Recall (Rogier et al. 2014) 201 genes with min FDR \(> 0.10\)
bin-width: \(b = 0.05\)
\(m\) = 201 tests
Then \(Bin_{.95}(m, b)\) =

qbinom(p = 0.95, size = 201, prob = 0.05);

[1] 15

The study observed 27 p < 0.05, which exceeds the null cutoff, thus giving evidence of signal:

QC test for irregular pvalue histogram

The same idea can be used to test departures from uniformity anywhere between 0 and 1, not only near 0
A binwidth of 0.05 gives 20 bins, and Bonferroni corrected \(\alpha= 0.05/20 = 0.0025\), or the \(Bin_{.9975}(m, b)\) percentile

Example:

Recall the study of (Fischl et al. 2014)
\(m\) = 23,332 tests
bin-width: \(b = 0.05\)
Bonferroni corrected null threshold is:

qbinom(p = 0.9975, size = 23332, prob = 0.05);

[1] 1261

Correlated pvalues

All previous results assume the pvalues are independent
Rarely true for cancer ’omic studies (e.g. correlated genes)

(Breheny 2018) propose a permutation method for the previous signal and QC tests that accounts for correlation:

For example, test association between outcome \(Y\) with gene expression matrix \(X\)

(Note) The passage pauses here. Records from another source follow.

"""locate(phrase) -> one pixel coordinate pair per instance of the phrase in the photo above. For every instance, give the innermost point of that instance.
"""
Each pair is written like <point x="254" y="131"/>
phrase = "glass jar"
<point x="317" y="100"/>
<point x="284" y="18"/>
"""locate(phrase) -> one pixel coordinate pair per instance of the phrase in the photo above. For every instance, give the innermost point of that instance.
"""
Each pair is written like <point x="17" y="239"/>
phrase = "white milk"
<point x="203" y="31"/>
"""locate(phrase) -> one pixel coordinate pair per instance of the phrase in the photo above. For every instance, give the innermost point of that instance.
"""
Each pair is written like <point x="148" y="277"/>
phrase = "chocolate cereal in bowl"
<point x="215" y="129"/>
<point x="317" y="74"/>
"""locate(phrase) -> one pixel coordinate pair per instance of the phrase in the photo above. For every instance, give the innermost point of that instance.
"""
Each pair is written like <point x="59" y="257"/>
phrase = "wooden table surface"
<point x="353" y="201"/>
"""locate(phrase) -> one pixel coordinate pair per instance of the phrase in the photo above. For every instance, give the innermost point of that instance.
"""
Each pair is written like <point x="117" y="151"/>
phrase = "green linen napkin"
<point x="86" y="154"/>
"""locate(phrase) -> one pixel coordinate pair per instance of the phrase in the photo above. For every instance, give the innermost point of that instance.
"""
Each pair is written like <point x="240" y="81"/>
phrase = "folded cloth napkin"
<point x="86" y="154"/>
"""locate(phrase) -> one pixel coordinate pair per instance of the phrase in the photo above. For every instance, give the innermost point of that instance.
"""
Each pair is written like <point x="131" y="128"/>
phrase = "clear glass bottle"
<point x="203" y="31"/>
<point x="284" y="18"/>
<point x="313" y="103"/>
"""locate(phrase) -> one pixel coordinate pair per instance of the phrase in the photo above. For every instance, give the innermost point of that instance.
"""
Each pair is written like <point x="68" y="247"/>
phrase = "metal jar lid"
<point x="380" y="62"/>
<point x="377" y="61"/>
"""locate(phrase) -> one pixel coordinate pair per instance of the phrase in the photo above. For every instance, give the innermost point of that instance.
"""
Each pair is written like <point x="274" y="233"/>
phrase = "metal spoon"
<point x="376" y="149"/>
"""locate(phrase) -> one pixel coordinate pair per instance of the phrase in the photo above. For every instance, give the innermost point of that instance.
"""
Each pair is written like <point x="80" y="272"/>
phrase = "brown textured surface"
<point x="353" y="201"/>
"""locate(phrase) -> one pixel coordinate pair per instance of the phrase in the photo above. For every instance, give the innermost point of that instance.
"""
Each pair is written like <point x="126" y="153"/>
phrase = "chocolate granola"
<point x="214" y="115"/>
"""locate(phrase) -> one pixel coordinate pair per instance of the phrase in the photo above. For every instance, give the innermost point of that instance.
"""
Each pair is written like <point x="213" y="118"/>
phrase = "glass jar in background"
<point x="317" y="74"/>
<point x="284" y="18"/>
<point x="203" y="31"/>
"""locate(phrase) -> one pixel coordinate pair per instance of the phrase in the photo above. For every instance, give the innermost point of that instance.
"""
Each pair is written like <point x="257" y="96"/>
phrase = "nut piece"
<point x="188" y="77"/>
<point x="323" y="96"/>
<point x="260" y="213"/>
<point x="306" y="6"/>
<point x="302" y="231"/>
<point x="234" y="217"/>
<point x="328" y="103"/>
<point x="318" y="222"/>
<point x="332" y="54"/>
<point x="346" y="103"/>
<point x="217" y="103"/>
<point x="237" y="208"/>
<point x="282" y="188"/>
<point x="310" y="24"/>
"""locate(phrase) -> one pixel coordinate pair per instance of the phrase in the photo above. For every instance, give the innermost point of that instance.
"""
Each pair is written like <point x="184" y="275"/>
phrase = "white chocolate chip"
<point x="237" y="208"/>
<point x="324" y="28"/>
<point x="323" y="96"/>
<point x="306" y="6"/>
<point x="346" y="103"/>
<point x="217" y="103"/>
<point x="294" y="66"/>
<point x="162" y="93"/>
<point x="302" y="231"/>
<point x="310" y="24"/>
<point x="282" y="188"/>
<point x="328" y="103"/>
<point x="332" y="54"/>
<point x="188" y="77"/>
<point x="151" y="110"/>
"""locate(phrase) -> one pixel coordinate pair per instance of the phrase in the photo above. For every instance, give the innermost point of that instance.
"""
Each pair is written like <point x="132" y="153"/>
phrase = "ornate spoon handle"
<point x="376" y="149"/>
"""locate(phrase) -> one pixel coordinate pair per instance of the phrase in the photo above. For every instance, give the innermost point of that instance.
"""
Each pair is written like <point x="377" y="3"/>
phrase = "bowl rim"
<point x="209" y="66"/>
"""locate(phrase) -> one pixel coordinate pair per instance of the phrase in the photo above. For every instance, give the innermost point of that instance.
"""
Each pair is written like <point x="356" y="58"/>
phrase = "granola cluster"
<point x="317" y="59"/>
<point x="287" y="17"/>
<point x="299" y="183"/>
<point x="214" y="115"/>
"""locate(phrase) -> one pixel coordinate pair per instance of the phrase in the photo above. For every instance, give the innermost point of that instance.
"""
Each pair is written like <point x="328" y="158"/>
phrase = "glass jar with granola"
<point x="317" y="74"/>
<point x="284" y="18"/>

Permute \(Y\) to remove relationship between \(Y\) and \(X\) while preserving the correlation structure of \(X\)
Rerun all tests on permuted dataset and record the pvalues
- Obtains p-values from the null distribution without assuming independence
Record the count in the most highest bin from (2)
Repeat (1-3) 1000 times
The permutation-corrected QC cutoff is the 95th percentile of the distribution in (4)
- Similarly, for the permutation-corrected signal cutoff, record the number of p<0.05 in each permutation dataset, then use 95th percentile of this distribution.

Example:

Unpublished gene expression study

Histogram suggests problem, but genes are correlated:

Permutation-corrected QC cutoff suggests no problem:

Summary

Flat pvalue histogram \(H_0\) always true
Slopes down left-to-right \(H_A\) sometimes true
- Binomial test for signal: far-left bin deviate from \(H_0\)?
- If no tests significant after multiple testing correction, but the Binomial test is significant for an overall signal, this suggests your study was underpowered.
Irregular histograms problem with analysis/study
- QC binomial test: does any area of hist deviate from \(H_0\)?
- Try a robust nonparametric method instead
- Check measurement error or problems in study design
In practice, apply the signal and QC tests assuming independence. If you exceed either threshold, try the permutation method to confirm.

R function

pvalue.histogram <- function(
    pvalues, # vector of pvalues
    b = 0.05, # width of each bin in histogram
    alpha = 0.05, # significance level of signal test
    ... # other args to create.histogram
    ) {
    stopifnot(all(is.numeric(pvalues)) & all(pvalues > 0) & all (pvalues < 1));
    stopifnot(length(b) == 1 & is.numeric(b) & b >= 0 & b <= 0.2);

    p.df <- data.frame(p = pvalues);
    m <- sum(!is.na(pvalues));
    signal.cutoff <- qbinom(
        p = 1 - alpha,
        size = m,
        prob = b
        );
    qc.cutoff <- qbinom(
        p = 1 - alpha / (1 / b),
        size = m,
        prob = b
        );
    BoutrosLab.plotting.general::create.histogram(
        x = p.df$p,
        ylab.label = 'Frequency',
        xlab.label = 'pvalues',
        breaks = seq(0, 1, by = b),
        type = 'count',
        abline.h = c(signal.cutoff, qc.cutoff),
        abline.col = c('red', 'blue'),
        abline.lwd = 3
        );
    }

# Example:
set.seed(123);
pvals <- c(
    runif(20, 0, 0.001),
    runif(80)
    );
pvalue.histogram(pvals);

Signal and QC thresholds

References

Breheny, Patrick et al. 2018. “P-Value Histograms: Inference and Diagnostics.” High-Throughput 7 (3): 23.

Fischl, Adrian M, Paula M Heron, Arnold J Stromberg, and Timothy S McClintock. 2014. “Activity-Dependent Genes in Mouse Olfactory Sensory Neurons.” Chemical Senses 39 (5): 439–49.

Rogier, Eric W, Aubrey L Frantz, Maria EC Bruno, Leia Wedlund, Donald A Cohen, Arnold J Stromberg, and Charlotte S Kaetzel. 2014. “Secretory Antibodies in Breast Milk Promote Long-Term Intestinal Homeostasis by Regulating the Gut Microbiota and Host Gene Expression.” Proceedings of the National Academy of Sciences 111 (8): 3074–79.